Can I just throw something out there? If you are the parent of a small child, you have an incredibly huge responsibility to train that child up in such a way that they will grow into a kind, courteous, respectable, adult. If you’ve got a son, y’all better be teaching him to hold the door for a lady and to never, ever, under any circumstance, make her feel like she is less than human because she’s a woman. They see a lady coming, they better tip their hat and say, “Hello, ma’am.” There’s a lady in the room, their mouth better be clean and no swearing in front of a lady either. And by the way, it’s not “yeah” and “nope.” It’s “yes ma’am/sir” or “no ma’am/sir.” And ladies, for the record, you want to be treated like a lady? Then act like one. That means all you mommas out there that have baby girls, teach them what it means to be a lady. Show them what it means to respect themselves enough to never let a man walk all over them. Show them how to be classy and to dress like a lady instead of throwing themselves at a man with what society tells them is pretty. Cause walking around with yourself exposed ain’t cute, girls. And it’s only gonna attract the boys (notice I didn’t say MEN) who want one thing. And that ain’t ya cookin’, ya lovin’, or even your first name. They want one thing, and one thing only. Don’t give it away so easily. I get so tired of hearing about girls who fall for the same kind of man over and over and over again. Oh, and before I get too far, let me tell y’all: I’m preaching to the choir cause I’ve been one of those girls, and not too long ago, either.

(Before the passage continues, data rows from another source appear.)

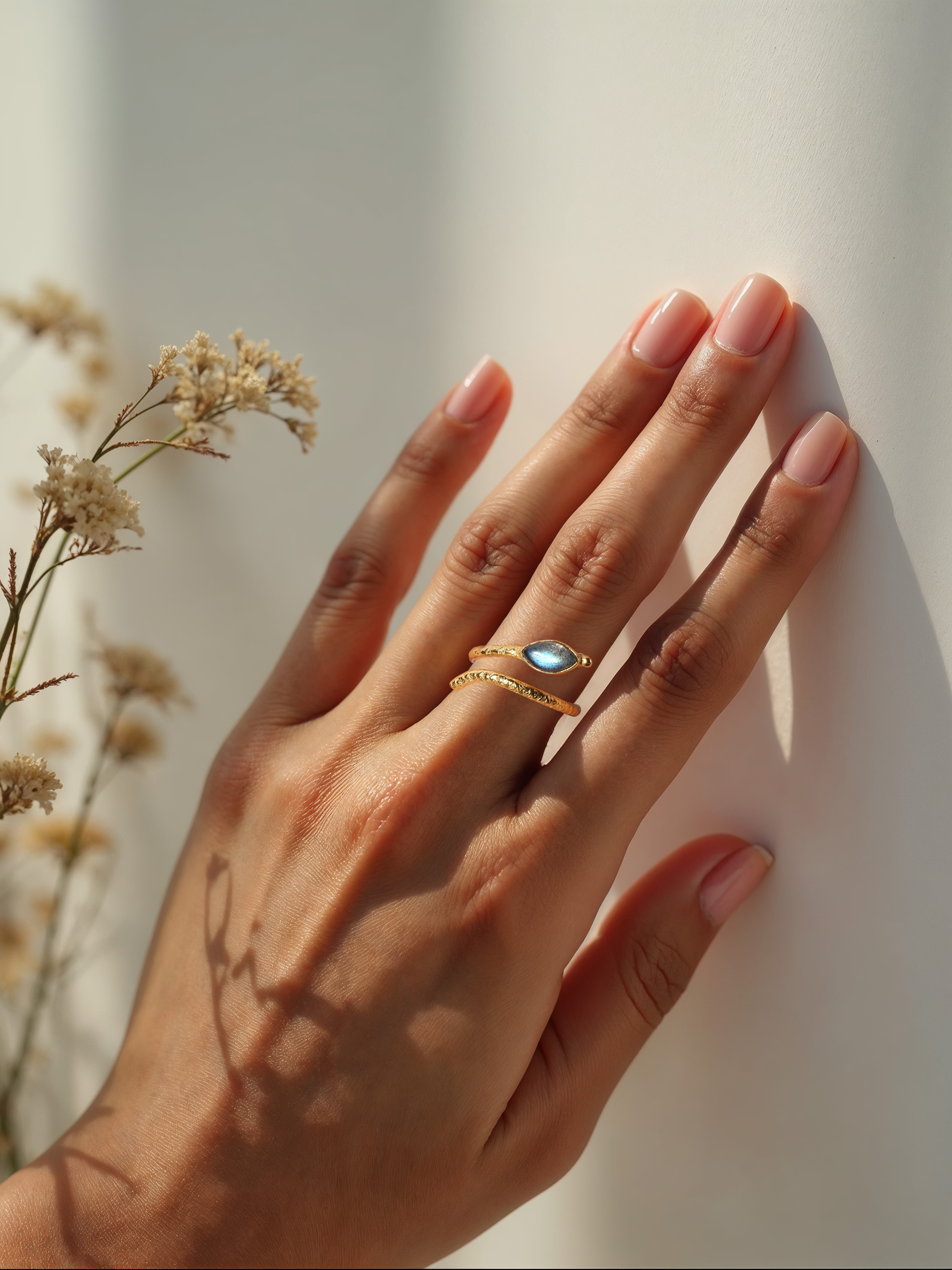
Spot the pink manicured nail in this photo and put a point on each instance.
(667, 336)
(752, 315)
(478, 392)
(730, 882)
(815, 449)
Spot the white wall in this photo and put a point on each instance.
(394, 190)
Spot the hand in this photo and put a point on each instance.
(356, 1041)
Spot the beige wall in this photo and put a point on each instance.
(394, 190)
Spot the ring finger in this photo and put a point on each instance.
(615, 549)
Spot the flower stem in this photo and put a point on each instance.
(47, 962)
(143, 459)
(44, 593)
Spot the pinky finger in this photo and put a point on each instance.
(347, 621)
(614, 997)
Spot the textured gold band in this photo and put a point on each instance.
(523, 690)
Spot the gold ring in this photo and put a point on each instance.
(549, 656)
(523, 690)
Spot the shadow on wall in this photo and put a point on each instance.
(871, 745)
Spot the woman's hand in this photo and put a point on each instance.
(356, 1041)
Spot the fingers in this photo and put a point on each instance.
(689, 666)
(615, 549)
(497, 550)
(612, 999)
(371, 571)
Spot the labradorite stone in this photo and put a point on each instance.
(550, 656)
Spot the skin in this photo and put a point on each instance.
(356, 1039)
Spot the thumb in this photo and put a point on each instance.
(615, 995)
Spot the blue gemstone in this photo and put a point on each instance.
(550, 656)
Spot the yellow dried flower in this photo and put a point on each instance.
(134, 739)
(15, 953)
(139, 672)
(54, 312)
(86, 500)
(167, 356)
(97, 367)
(210, 385)
(51, 741)
(78, 407)
(24, 780)
(58, 834)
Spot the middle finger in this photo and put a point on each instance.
(617, 547)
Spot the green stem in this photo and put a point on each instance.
(173, 436)
(44, 593)
(47, 962)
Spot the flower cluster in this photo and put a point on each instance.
(24, 780)
(84, 498)
(56, 313)
(210, 385)
(133, 739)
(135, 671)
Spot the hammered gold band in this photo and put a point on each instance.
(523, 690)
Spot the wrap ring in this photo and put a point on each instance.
(549, 656)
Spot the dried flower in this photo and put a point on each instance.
(78, 407)
(133, 739)
(24, 780)
(210, 385)
(167, 356)
(51, 741)
(54, 312)
(86, 500)
(139, 672)
(58, 835)
(97, 367)
(15, 953)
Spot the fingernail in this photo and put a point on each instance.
(478, 392)
(752, 315)
(817, 449)
(730, 882)
(672, 329)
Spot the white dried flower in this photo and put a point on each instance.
(58, 836)
(134, 739)
(138, 671)
(86, 500)
(167, 356)
(54, 312)
(24, 780)
(210, 385)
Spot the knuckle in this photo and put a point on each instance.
(588, 563)
(695, 404)
(681, 665)
(765, 539)
(597, 409)
(654, 976)
(489, 553)
(422, 461)
(357, 571)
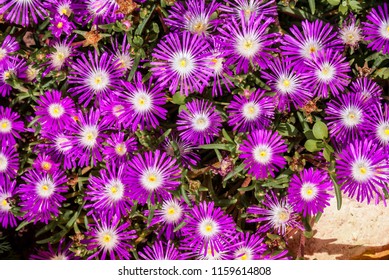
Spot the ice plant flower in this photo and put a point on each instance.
(94, 77)
(41, 196)
(86, 144)
(207, 227)
(376, 29)
(152, 176)
(194, 16)
(346, 116)
(302, 44)
(59, 253)
(288, 82)
(7, 191)
(181, 60)
(308, 192)
(327, 70)
(247, 42)
(161, 251)
(9, 161)
(262, 153)
(110, 237)
(275, 214)
(143, 104)
(54, 112)
(200, 123)
(107, 194)
(252, 113)
(10, 126)
(363, 171)
(20, 11)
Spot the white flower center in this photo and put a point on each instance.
(151, 179)
(351, 117)
(114, 190)
(45, 188)
(172, 212)
(98, 80)
(361, 170)
(326, 73)
(56, 110)
(5, 126)
(3, 162)
(247, 45)
(141, 102)
(308, 191)
(183, 63)
(88, 136)
(251, 111)
(208, 228)
(262, 154)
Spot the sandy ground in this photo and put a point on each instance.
(356, 231)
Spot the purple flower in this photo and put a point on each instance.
(288, 82)
(86, 145)
(346, 115)
(58, 253)
(276, 214)
(19, 12)
(107, 194)
(143, 104)
(8, 46)
(61, 24)
(110, 238)
(327, 70)
(248, 114)
(7, 191)
(10, 126)
(161, 251)
(207, 227)
(262, 153)
(367, 88)
(152, 176)
(308, 191)
(182, 61)
(41, 195)
(376, 29)
(194, 16)
(200, 123)
(94, 76)
(54, 112)
(315, 36)
(247, 42)
(117, 149)
(9, 161)
(363, 170)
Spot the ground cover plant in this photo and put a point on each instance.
(186, 129)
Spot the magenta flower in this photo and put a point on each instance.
(152, 176)
(207, 227)
(262, 153)
(248, 114)
(110, 237)
(200, 123)
(7, 192)
(247, 42)
(276, 214)
(308, 191)
(363, 171)
(182, 61)
(143, 104)
(41, 195)
(288, 82)
(327, 70)
(376, 29)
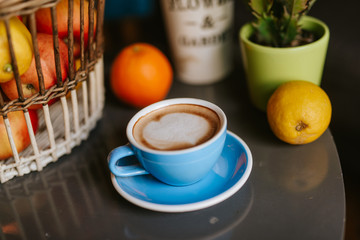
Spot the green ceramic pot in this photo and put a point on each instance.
(268, 67)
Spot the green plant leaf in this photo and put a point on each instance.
(260, 7)
(297, 8)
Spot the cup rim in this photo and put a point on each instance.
(175, 101)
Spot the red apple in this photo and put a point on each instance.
(29, 80)
(44, 23)
(19, 131)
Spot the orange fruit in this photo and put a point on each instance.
(299, 112)
(141, 75)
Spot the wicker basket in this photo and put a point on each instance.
(64, 124)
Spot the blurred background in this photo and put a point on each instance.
(142, 19)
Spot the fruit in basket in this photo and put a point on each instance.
(44, 23)
(22, 43)
(299, 112)
(141, 75)
(19, 132)
(29, 80)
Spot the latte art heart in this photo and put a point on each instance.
(176, 130)
(176, 127)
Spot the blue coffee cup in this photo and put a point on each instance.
(175, 167)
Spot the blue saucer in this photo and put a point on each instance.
(227, 176)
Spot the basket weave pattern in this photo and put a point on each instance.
(64, 124)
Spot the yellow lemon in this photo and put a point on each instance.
(299, 112)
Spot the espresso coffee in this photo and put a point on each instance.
(176, 127)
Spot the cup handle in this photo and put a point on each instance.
(124, 171)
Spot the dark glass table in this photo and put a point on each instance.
(293, 192)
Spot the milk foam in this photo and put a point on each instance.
(176, 129)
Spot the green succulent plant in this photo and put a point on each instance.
(277, 22)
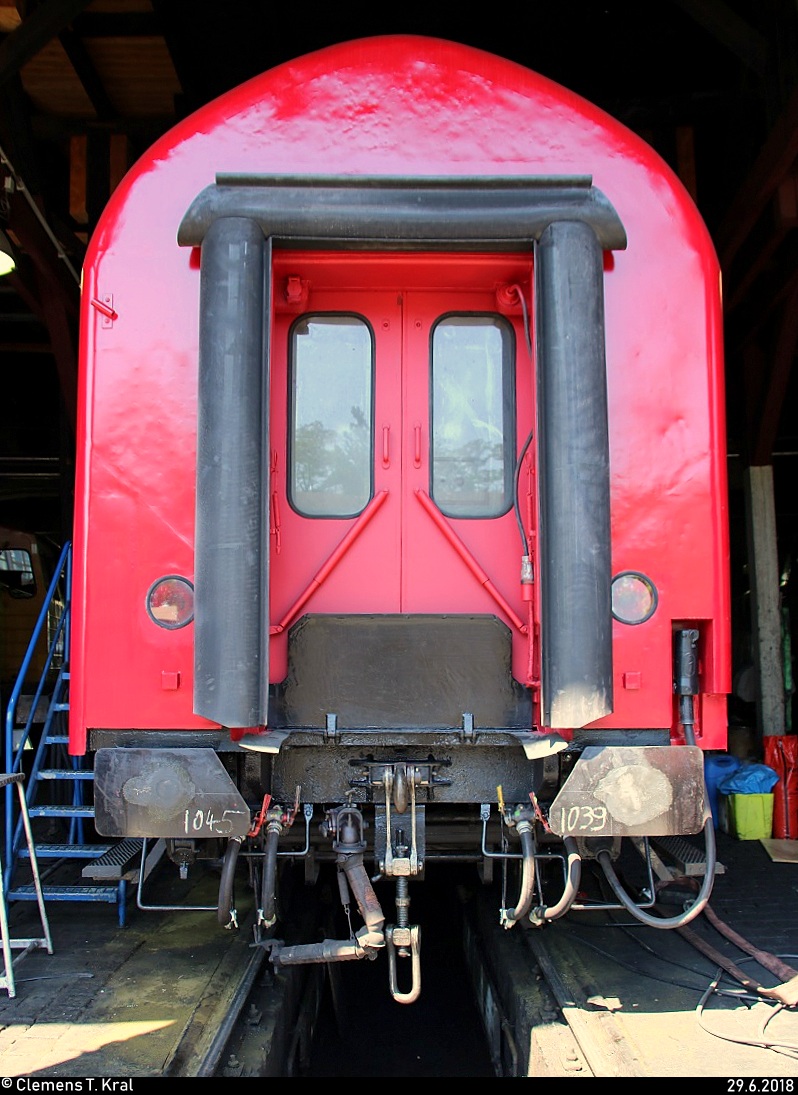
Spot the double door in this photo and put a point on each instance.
(401, 404)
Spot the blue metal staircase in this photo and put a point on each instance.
(58, 786)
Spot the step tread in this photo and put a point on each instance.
(110, 894)
(61, 811)
(65, 773)
(45, 851)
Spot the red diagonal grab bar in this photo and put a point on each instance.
(332, 562)
(469, 558)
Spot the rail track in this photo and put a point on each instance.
(587, 995)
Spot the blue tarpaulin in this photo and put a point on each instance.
(749, 780)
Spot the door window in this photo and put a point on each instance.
(332, 415)
(473, 428)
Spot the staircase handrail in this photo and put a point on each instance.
(13, 758)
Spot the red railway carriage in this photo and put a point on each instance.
(402, 487)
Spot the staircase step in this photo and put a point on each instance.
(65, 773)
(110, 894)
(61, 811)
(115, 863)
(67, 851)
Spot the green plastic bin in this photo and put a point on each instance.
(751, 816)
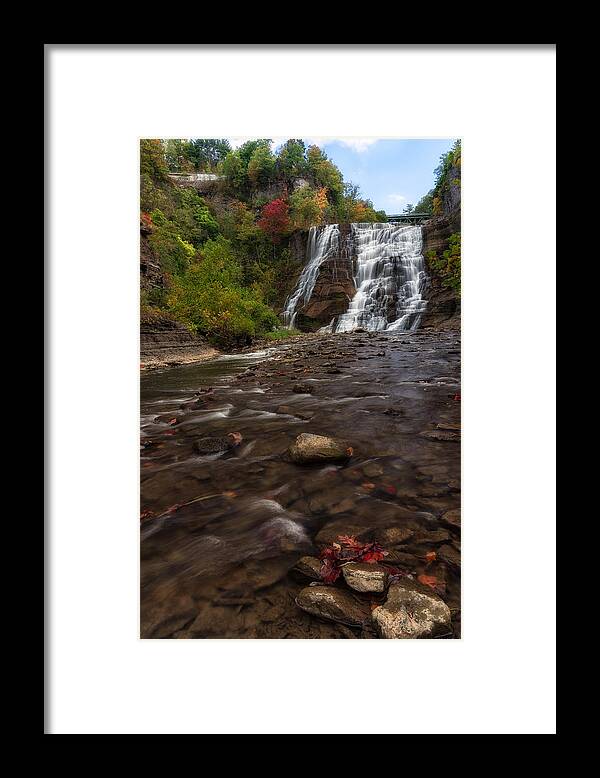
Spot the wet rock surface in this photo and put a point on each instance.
(327, 602)
(410, 611)
(223, 535)
(311, 449)
(365, 577)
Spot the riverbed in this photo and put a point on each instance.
(221, 533)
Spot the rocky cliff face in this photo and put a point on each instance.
(443, 305)
(334, 287)
(151, 275)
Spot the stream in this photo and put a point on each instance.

So mommas and daddies, love on your kids. Dads, take your little girls on dates. Shower her with praise and tell her she’s pretty. YOU step up and be the MAN in her life that she knows she can run to so she’s not running to little boys who don’t care about her heart and her mind and the way she feels deep down inside. Mothers, you do the same with your boys . Love on them and let them know it’s okay to show their emotions and that instead of putting up a wall when they’re hurt, you are the one they can come running to. And never make them feel like less of a man when they do choose to cry in front of you. You hold them even tighter and don’t let go until they’re ready. And dads, you better set the example of how to treat a lady in the way you treat their momma! Kids will do as they see, not always as they’re told. Set the bar high!
I’m not a parent, not even close. But I’m so tired of running into men (and I use the word men loosely here) that were never taught the importance of treating a woman with respect. And it’s just as frustrating to sit back and watch women throw themselves at men because they’re insecure and lacking something in life that creates a longing for that attention and affection. Ladies, ya ain’t gonna find it in those kinda men. Not happening. So parents, again, this is a desperate plea, train ya babies up. We don’t need another generation of what we have now. The cycle has to be broken!